August Hermann Francke (Tibetologist)



August Hermann Francke was a German Tibetologist. He worked in Ladakh and Lahul from 1896 to 1908 and published the Ladakh chronicles with an English translation. He served as the first professor of Tibetan at the Berlin University.

Family and early life

A. H. Francke's grandfather was Christian Friedrich Francke, a descendant of the eighteenth-century theologian August Hermann Francke, after whom August was named. He married Anna Theodora Weize whom he met in Kleinwelka, Saxony. Before they married she went to Amritsar for a year to improve her English as a teacher.

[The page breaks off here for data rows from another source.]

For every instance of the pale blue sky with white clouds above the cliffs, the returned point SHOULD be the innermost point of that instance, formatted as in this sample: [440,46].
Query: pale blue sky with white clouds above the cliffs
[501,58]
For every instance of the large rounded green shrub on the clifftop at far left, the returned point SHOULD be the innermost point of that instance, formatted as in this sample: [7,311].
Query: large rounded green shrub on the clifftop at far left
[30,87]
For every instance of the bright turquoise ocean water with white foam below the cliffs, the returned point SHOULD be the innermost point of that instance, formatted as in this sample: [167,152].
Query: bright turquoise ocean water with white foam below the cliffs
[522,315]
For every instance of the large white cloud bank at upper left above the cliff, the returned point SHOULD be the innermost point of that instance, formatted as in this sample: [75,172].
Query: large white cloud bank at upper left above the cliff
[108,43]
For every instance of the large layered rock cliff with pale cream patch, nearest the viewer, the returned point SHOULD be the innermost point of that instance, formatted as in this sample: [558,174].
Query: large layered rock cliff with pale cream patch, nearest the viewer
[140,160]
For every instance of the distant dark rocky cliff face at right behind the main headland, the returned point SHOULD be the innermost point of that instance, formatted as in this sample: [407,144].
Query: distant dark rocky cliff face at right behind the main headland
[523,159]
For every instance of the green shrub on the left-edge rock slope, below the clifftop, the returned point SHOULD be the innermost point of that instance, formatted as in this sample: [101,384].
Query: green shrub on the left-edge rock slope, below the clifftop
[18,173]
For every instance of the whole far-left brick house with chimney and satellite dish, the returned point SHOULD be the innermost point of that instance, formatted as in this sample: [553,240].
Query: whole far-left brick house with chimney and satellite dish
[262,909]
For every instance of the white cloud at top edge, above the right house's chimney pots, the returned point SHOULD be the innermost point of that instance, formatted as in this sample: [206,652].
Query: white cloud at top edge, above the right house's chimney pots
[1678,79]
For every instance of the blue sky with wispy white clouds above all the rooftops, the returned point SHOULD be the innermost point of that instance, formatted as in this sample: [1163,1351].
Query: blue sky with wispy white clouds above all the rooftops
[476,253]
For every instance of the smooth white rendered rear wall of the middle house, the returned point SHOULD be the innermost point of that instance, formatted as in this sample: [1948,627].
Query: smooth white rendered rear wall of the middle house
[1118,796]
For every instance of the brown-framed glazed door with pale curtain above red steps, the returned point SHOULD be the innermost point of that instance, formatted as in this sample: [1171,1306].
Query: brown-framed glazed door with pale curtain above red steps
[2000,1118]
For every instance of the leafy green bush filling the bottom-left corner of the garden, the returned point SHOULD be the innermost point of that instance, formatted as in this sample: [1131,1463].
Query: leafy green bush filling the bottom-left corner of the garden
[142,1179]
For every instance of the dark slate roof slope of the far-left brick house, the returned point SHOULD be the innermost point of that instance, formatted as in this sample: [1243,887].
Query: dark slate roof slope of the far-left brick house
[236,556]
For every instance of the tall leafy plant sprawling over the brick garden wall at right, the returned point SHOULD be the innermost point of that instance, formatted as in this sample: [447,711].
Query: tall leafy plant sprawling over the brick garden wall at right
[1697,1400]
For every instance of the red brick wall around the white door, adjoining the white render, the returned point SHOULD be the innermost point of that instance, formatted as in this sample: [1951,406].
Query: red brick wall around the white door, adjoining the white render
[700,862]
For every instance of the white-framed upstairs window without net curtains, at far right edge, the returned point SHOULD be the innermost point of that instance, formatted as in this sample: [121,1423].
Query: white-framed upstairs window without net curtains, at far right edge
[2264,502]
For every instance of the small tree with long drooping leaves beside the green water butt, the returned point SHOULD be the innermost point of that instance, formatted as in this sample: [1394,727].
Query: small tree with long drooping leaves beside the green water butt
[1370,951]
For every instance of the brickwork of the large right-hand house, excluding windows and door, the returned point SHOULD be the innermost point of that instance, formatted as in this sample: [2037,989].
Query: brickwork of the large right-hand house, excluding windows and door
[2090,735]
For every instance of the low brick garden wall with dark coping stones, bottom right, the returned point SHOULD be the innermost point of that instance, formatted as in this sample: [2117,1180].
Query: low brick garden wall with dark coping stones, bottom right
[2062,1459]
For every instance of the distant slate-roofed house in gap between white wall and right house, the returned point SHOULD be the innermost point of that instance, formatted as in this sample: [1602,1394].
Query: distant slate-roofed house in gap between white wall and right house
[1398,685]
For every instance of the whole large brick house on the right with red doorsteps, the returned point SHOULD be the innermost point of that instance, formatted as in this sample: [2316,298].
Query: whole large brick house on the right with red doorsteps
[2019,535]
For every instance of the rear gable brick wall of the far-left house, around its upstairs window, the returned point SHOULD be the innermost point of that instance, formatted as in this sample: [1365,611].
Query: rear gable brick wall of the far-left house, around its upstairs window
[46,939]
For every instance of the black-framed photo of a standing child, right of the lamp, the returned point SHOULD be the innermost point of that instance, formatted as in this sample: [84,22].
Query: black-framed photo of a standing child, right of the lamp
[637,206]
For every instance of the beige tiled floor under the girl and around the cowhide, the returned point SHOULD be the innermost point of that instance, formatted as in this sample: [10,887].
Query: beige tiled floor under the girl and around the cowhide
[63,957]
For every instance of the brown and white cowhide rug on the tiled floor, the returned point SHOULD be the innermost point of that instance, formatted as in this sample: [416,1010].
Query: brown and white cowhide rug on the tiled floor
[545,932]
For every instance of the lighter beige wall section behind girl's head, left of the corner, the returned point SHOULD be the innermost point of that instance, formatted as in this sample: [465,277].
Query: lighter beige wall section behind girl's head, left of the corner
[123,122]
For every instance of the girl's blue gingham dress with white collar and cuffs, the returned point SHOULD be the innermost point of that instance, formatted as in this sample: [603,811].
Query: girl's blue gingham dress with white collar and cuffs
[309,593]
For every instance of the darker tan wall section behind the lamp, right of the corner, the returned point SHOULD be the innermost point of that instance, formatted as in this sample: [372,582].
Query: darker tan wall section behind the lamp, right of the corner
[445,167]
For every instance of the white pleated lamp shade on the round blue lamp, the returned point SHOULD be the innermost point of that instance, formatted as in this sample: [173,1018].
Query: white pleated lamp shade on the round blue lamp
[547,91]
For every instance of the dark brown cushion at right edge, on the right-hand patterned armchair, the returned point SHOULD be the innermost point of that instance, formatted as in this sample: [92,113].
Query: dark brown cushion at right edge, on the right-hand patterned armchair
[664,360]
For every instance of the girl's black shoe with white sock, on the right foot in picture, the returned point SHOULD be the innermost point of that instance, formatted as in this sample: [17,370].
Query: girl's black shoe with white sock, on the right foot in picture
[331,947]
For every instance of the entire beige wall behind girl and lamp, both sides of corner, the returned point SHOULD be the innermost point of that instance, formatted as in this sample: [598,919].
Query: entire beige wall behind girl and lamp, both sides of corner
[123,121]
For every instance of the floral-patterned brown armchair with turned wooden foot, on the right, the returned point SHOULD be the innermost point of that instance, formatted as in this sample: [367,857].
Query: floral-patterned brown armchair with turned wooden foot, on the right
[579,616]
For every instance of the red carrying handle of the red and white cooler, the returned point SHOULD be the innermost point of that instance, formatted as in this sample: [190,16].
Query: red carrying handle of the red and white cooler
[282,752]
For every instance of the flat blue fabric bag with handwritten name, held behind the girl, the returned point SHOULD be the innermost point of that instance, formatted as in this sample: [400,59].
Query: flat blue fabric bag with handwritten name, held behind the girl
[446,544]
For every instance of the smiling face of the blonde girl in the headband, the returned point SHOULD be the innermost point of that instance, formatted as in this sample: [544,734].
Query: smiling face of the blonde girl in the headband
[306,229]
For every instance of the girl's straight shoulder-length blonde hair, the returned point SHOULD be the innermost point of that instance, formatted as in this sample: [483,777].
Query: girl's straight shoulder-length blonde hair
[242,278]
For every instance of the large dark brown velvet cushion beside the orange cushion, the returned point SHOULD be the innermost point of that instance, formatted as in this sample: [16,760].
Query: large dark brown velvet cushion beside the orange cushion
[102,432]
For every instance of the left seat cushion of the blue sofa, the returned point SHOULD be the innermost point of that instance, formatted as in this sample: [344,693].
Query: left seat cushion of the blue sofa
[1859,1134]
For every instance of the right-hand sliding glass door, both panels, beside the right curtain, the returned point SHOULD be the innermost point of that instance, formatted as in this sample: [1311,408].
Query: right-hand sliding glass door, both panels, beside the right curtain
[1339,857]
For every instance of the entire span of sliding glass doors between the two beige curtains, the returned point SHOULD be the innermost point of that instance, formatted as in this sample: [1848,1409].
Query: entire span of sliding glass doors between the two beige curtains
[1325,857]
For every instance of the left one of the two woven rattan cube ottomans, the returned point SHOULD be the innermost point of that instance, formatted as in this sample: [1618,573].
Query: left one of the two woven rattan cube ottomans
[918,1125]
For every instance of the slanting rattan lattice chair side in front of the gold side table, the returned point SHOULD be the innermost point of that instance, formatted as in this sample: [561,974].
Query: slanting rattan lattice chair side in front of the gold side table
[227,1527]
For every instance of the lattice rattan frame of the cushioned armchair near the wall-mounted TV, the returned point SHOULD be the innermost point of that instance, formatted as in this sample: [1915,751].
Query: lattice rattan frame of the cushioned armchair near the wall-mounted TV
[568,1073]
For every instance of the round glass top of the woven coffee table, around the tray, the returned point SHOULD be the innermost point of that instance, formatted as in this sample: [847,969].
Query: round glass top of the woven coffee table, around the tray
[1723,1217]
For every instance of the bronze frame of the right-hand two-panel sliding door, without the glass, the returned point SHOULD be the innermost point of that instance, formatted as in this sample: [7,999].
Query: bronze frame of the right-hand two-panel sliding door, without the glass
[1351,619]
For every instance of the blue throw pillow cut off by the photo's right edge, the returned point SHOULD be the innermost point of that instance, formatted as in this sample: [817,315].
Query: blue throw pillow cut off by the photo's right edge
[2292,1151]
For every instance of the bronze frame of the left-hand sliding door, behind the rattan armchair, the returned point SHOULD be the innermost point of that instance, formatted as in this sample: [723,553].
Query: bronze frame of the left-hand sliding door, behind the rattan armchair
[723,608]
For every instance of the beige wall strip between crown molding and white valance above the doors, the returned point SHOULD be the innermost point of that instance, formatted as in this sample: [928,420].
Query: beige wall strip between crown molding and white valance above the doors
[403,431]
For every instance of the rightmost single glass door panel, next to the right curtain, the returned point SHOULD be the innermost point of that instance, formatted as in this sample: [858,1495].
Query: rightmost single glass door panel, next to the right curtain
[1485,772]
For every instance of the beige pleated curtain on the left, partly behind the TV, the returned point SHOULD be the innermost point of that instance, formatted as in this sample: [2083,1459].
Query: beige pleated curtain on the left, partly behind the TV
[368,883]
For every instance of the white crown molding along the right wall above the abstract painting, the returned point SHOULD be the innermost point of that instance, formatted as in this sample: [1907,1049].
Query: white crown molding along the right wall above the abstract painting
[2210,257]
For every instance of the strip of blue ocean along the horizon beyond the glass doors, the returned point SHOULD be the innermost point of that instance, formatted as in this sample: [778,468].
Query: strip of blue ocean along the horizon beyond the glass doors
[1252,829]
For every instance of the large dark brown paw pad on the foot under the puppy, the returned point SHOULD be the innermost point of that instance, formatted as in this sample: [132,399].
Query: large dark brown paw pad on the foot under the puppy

August Hermann joined her in India and married her there in 1897.

Career

Francke served as a Moravian Church missionary in Ladakh, a major region of Jammu and Kashmir Province in the Himalayas, from 1896 until 1909. His return to Europe was occasioned by his wife's illness. He was subsequently appointed professor of Tibetan languages at Berlin University.
After Yoseb Gergan produced the first draft of the Tibetan Bible in 1910, Francke corrected it and then sent it to David Macdonald, the British trade agent in Yatung. Also involved was his Moravian colleague Heinrich Jäschke who produced A Tibetan-English dictionary.
Francke became professor at Berlin and his students included Walter Simon.